Investeren van uit misdrijf afkomstig gelden in vastgoed
Verdachte had beschikking over een groot aantal panden, met name in Eindhoven. Er werd eerder door justitie beslag gelegd op zo’n 70 panden van verdachte. Voor het overgrote deel van het vastgoed is geen hypothecaire lening afgesloten. Verdachte verklaarde met betrekking tot het vastgoed dat hij deze onder andere had verkregen uit contante huurinkomsten, middels een lening (waar de handtekeningen op de leningsovereenkomsten verschillend waren) en uit geleend geld maar verklaarde niet te weten hoe een betaling van € 250k was verlopen. Ook hier kwam de rechtbank tot de conclusie dat verdachte zich schuldig maakte aan gewoontewitwassen van grote geldsommen, door onder andere de aankoop van een onroerend goed.
Niet-gehoorde getuige à décharge
In deze zaak kwam ook art. 6, lid 3, sub d van het EVRM aanbod. Het EVRM-artikel ziet op het ondervragen van getuigen als onderdeel van het recht op een eerlijk proces. De eerder besproken zeer vermogende man uit Turkije, een getuige à décharge (ontlastende getuige), is namelijk niet gehoord. De rechtbank stelt dat er voldoende compensatie was voor het ontbreken van de ondervragingsgelegenheid van deze getuige. De getuige was door de verdediging verzocht, teneinde de verklaring van de verdachte te ondersteunen die van hem volgens het 6‑stappenplan wordt verlangd.
De compensatie waar de rechtbank over sprak heeft onder andere te maken met verklaringen van verschillende getuigen.
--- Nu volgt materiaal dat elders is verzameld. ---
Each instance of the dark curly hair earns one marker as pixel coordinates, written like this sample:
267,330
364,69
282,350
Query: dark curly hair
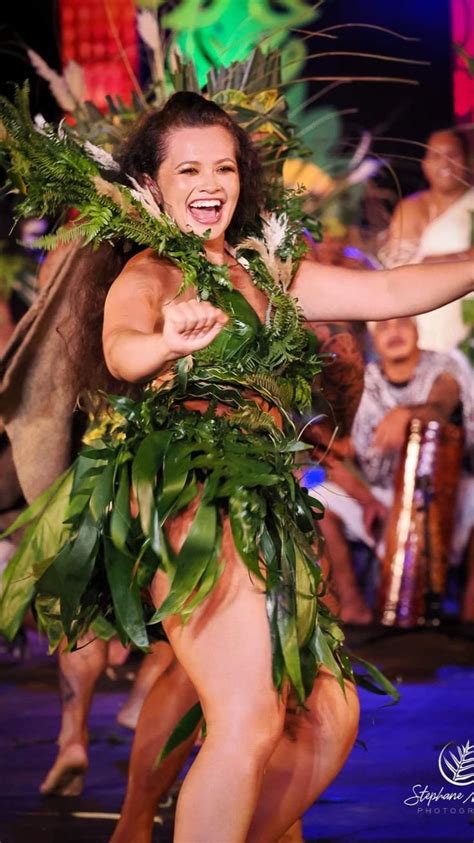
146,148
142,153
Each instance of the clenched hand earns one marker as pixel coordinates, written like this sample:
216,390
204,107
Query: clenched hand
190,326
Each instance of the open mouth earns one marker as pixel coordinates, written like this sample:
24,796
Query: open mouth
206,211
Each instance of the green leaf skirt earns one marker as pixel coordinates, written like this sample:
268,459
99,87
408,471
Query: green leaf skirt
95,539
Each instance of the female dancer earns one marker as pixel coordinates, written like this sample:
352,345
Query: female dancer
200,167
225,647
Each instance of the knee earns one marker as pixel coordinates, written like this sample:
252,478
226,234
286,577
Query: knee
254,725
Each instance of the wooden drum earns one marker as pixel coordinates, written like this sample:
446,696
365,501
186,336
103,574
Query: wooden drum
415,565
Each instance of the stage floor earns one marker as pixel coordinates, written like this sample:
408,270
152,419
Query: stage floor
366,804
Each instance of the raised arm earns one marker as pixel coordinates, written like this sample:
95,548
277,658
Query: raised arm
334,293
146,328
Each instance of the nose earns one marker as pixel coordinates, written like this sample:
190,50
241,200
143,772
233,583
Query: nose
210,182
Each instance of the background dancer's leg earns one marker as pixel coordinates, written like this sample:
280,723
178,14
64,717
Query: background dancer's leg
169,700
152,666
78,675
225,649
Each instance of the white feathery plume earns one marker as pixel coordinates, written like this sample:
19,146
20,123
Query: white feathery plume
58,86
40,124
149,32
274,233
145,197
73,76
101,157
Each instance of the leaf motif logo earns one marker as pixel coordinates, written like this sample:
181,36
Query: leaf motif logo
456,763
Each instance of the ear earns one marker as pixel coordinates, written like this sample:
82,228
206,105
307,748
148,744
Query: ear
153,188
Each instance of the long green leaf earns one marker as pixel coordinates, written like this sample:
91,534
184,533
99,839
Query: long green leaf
121,519
182,732
145,467
73,568
38,548
39,504
125,595
191,562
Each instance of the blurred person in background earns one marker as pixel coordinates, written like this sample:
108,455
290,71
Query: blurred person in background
437,224
405,383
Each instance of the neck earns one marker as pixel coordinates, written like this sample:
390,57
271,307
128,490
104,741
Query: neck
400,371
215,251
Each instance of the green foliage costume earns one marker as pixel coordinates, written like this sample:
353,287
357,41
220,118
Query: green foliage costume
84,558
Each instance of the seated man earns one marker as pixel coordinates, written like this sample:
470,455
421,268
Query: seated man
406,383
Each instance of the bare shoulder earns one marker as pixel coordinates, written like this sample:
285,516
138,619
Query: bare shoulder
149,275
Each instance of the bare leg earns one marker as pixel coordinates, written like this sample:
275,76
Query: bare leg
225,650
170,698
78,675
353,608
309,755
153,665
311,752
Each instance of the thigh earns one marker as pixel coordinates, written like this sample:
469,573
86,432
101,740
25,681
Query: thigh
330,715
225,647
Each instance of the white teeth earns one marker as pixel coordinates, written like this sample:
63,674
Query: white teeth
206,203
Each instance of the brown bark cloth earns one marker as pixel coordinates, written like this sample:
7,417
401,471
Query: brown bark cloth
38,392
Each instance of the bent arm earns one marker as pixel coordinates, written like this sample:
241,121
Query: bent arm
146,328
134,348
333,293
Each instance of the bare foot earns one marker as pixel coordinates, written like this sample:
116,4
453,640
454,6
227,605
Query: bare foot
66,776
128,716
294,834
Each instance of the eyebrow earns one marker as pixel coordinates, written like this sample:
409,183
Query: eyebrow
220,161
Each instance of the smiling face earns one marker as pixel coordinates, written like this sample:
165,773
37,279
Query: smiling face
444,165
199,180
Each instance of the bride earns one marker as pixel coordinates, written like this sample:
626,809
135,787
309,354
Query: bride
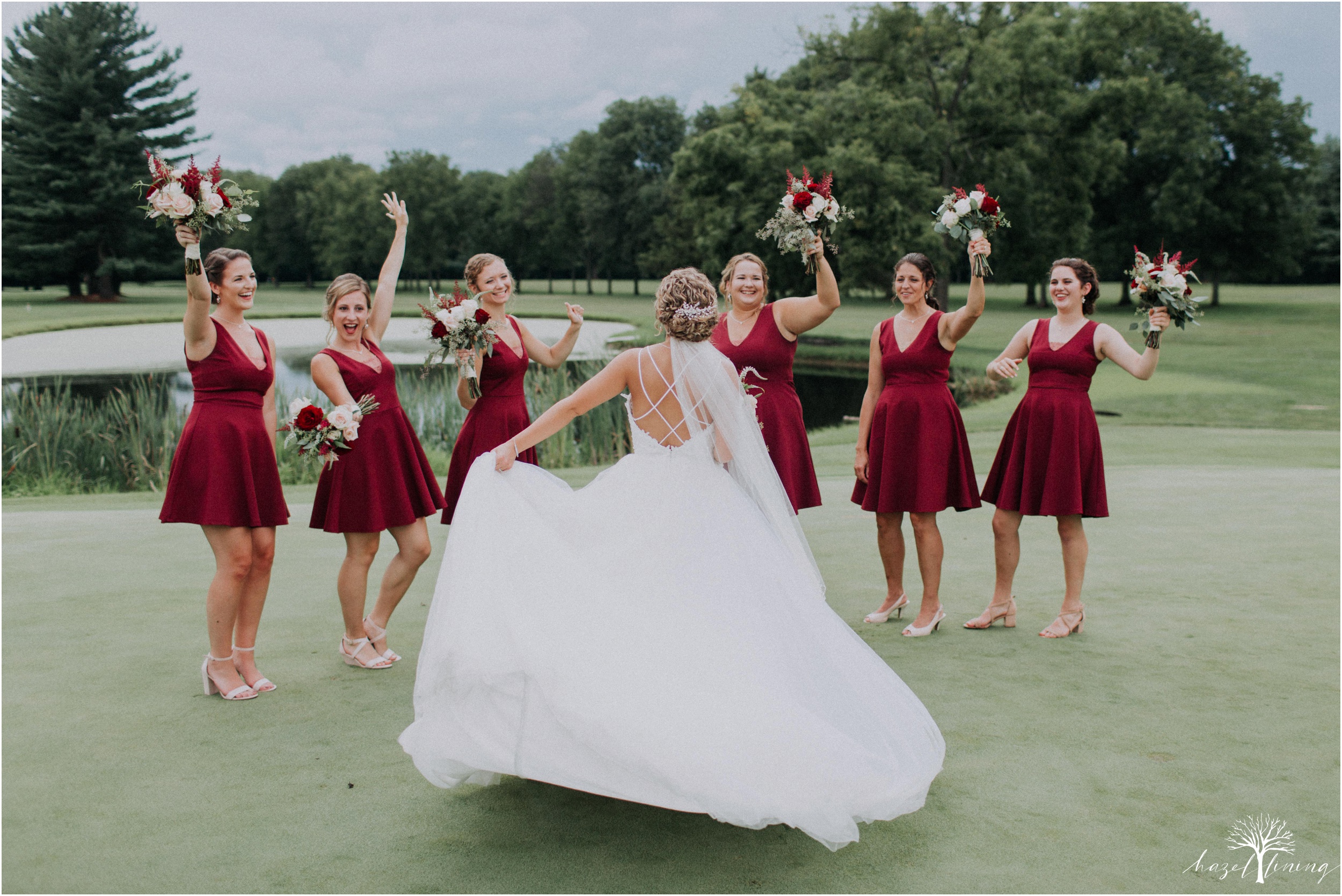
661,635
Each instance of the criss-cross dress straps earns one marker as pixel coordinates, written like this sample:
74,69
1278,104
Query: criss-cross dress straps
655,405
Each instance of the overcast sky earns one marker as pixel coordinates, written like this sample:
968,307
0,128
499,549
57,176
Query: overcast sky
490,84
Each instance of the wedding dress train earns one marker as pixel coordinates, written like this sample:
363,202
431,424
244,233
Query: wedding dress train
654,638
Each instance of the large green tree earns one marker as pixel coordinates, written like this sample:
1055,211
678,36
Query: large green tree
1211,159
84,96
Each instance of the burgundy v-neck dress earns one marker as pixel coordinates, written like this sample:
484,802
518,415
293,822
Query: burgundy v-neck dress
224,471
1050,461
384,479
777,407
500,413
918,454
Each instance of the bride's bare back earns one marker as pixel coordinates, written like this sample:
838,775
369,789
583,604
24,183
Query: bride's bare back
653,400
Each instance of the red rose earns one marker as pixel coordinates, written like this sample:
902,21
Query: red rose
309,418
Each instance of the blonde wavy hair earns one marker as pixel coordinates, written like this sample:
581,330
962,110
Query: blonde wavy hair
478,263
686,306
731,271
342,286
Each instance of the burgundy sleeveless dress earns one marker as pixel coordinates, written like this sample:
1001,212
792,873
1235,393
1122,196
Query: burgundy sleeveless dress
498,415
918,454
777,407
384,479
224,471
1050,461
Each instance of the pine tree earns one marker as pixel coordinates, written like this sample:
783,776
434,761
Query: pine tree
79,112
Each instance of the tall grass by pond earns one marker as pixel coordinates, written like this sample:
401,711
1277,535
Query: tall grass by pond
58,442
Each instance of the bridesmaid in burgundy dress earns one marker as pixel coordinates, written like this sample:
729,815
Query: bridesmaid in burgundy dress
384,480
768,343
1050,462
913,455
223,474
500,413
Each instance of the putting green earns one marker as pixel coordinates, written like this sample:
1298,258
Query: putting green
1204,688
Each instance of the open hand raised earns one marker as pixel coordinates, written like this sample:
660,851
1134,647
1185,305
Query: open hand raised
396,210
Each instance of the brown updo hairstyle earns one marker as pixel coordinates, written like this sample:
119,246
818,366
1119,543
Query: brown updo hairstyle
686,287
342,286
927,268
1086,274
478,263
731,271
215,265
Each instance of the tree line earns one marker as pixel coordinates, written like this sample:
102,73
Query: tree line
1098,127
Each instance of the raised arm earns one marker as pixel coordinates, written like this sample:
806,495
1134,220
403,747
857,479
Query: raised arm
391,271
606,385
876,383
196,326
1113,345
1005,365
559,353
801,313
954,326
326,376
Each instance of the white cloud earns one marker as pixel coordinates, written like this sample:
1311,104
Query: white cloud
490,84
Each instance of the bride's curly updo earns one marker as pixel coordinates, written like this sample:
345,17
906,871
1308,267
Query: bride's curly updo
688,305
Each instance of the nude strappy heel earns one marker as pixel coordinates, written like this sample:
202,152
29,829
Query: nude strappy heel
262,684
376,632
240,693
898,609
352,657
913,631
1007,616
1067,623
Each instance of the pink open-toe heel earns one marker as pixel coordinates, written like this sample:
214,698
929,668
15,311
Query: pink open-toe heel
240,693
897,608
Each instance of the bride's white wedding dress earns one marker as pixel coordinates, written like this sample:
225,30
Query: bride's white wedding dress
661,636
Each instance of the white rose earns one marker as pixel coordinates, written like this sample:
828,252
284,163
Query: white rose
1172,279
162,202
340,418
213,202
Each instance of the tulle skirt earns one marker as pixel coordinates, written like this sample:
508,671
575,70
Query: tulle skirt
650,639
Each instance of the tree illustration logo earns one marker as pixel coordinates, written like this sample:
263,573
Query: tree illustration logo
1263,835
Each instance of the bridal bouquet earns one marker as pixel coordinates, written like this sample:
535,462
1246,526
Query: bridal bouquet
323,434
1163,283
195,199
807,210
969,216
458,322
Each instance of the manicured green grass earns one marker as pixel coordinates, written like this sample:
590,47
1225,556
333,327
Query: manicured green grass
1203,688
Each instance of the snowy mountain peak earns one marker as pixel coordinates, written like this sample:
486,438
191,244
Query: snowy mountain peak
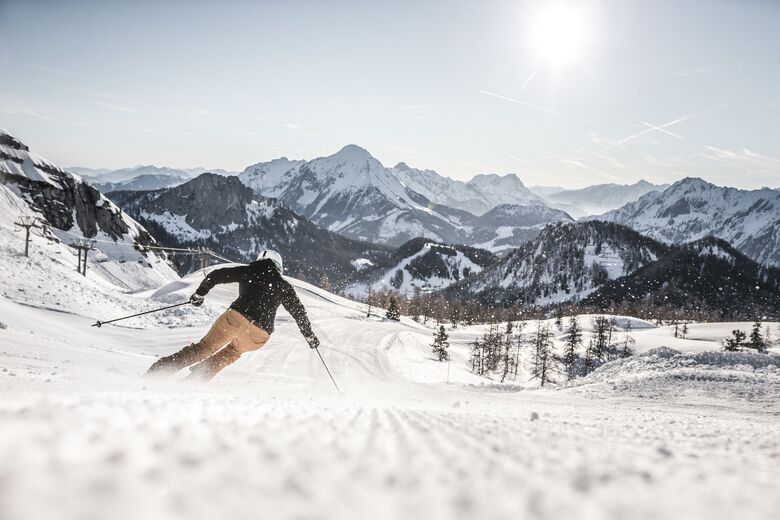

Zo heeft de rechter-commissaris de zoon van de desbetreffende getuige gehoord en de zoon heeft verklaard over de lening van € 3,5 miljoen die zijn vader aan de verdachte zou hebben verstrekt. Daarnaast heeft de verdachte meerdere keren over deze getuige verklaard. Ook heeft onderzoek plaatsgevonden naar de financiële positie van de getuige. Naast bovenstaande hebben de Turkse justitiële autoriteiten de getuige kort gehoord naar aanleiding van een rechtshulpverzoek, en heeft een Turkoloog (deskundige gespecialiseerd in het oosten van Turkije) een verklaring gegeven met betrekking tot bezittingen en vermogende dorpshoofden.